Pero a pesar de todo ello, hay una cosa que echo mucho de menos, y son el sentido del humor y la sátira que ha caracterizado siempre a los países mediterráneos como el nuestro. Me da la sensación de que tanta noticia tremebunda ha minado hasta nuestro raciocinio, además del hecho de que hemos estado criando generaciones de cristal que se ofenden por todo. Un chiste sigue siendo un chiste, y la sátira sigue siendo sátira… No es nada que hayamos inventado precisamente hace cuatro días.

En líneas generales, incluso la sátira no se interpreta, se toma como una ataque personal que “ofende”, dando lugar a comentarios pedantes en el mejor de los casos, y en otras ocasiones, insultantes.

Pues bien, la psicología ha comprobado que el humor negro es un signo claro de inteligencia, precisamente porque se trata de la capacidad de añadir humor a situaciones duras, con el fin de afrontarlas de forma positiva. El periódico “La Vanguardia” ya publicó un artículo allá por 2017 https://www.lavanguardia.com/vivo/psicologia/20170309/42658087598/humor-negro-inteligencia.html por cierto, de lectura muy interesante y amena, en el que hablaba sobre la relación directa entre el humor negro y la inteligencia.

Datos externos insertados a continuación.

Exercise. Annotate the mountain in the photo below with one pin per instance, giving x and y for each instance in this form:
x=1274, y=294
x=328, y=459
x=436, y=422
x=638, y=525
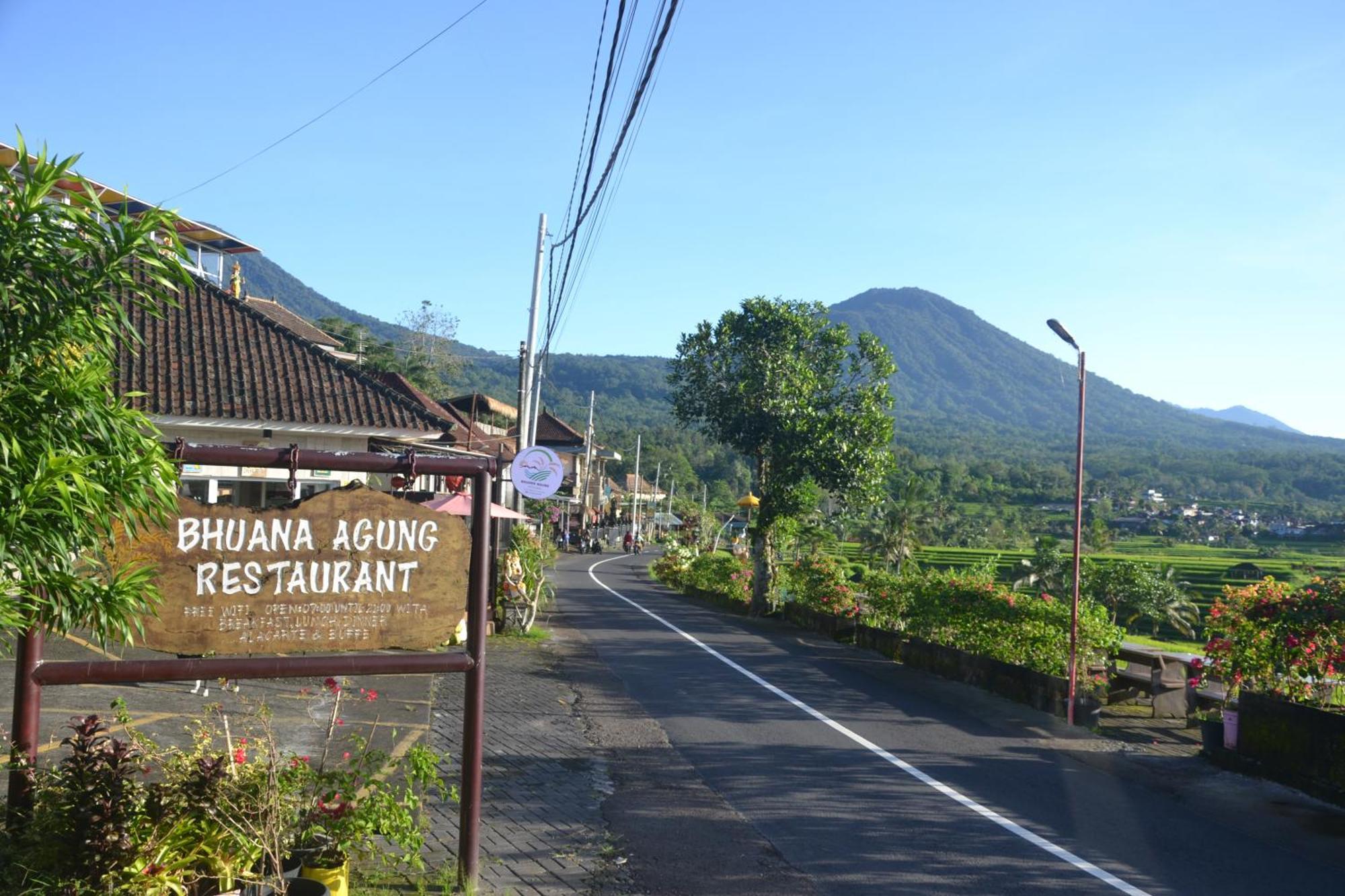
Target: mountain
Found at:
x=264, y=279
x=972, y=392
x=993, y=415
x=1239, y=413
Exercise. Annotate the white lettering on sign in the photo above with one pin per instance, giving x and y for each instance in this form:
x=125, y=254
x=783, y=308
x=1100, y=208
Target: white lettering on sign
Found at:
x=298, y=576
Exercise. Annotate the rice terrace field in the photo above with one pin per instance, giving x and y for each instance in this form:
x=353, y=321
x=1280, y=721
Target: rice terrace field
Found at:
x=1207, y=569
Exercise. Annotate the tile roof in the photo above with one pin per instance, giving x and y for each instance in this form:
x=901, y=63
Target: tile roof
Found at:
x=466, y=435
x=553, y=431
x=481, y=403
x=287, y=318
x=215, y=356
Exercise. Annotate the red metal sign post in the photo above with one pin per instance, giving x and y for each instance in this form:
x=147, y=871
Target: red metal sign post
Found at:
x=33, y=674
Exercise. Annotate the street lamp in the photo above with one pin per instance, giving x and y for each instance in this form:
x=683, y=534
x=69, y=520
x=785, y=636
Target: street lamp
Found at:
x=1079, y=520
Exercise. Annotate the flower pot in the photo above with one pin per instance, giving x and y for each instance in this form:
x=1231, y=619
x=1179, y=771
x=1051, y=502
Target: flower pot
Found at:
x=1211, y=735
x=336, y=879
x=309, y=887
x=1231, y=729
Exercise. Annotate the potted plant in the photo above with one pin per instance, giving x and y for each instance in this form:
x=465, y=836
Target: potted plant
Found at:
x=1211, y=729
x=358, y=802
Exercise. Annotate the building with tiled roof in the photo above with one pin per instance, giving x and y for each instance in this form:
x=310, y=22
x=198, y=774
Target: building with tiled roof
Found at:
x=216, y=370
x=289, y=319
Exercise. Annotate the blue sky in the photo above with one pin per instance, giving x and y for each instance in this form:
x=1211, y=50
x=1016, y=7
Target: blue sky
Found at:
x=1167, y=178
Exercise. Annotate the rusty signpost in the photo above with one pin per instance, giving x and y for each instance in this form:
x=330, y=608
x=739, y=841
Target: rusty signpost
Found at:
x=352, y=569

De hecho, filósofos como Sócrates aplicaban un humor negro tremendamente incisivo para explicar muchas de sus teorías… Y nadie duda sobre la inteligencia de Sócrates.

El humor es algo que hemos ido suavizando y edulcorando a medida que hemos ido construyendo una sociedad en la que todo el mundo se ofende por todo. Incluso llega a molestar el propio humor, por simple que sea. Y yo me pregunto una cosa… Viviendo las circunstancias que estamos afrontando en estos momentos ¿Qué nos queda sino nos queda ni humor? Si no somos capaces ni de reírnos de nosotros mismos, ¿qué tipo de sociedad estamos creando? Si en lugar de humor en muchos comentarios lo que vemos es hostilidad… ¿No será que realmente estamos enfermando como sociedad? Y no me refiero a la enfermedad de un virus orgánico…

La madurez deductiva de las personas y la madurez emocional de una sociedad se mide en cierta medida gracias a su capacidad de producir y digerir humor, y el camino que se vislumbra se ve ciertamente preocupante.

En el momento tenemos que  medir las palabras para todo, absolutamente todo lo que expresamos, creo, francamente que empezamos a tener un problema, tanto de tolerancia como de madurez intelectual.

Creo que nos haría falta un poco menos de pedantería y un poco más de risas. Es muy probable que acaben confinándonos igual, pero al menos nos reiremos, ¿no? ¿Qué sería de esta vida sin la risa?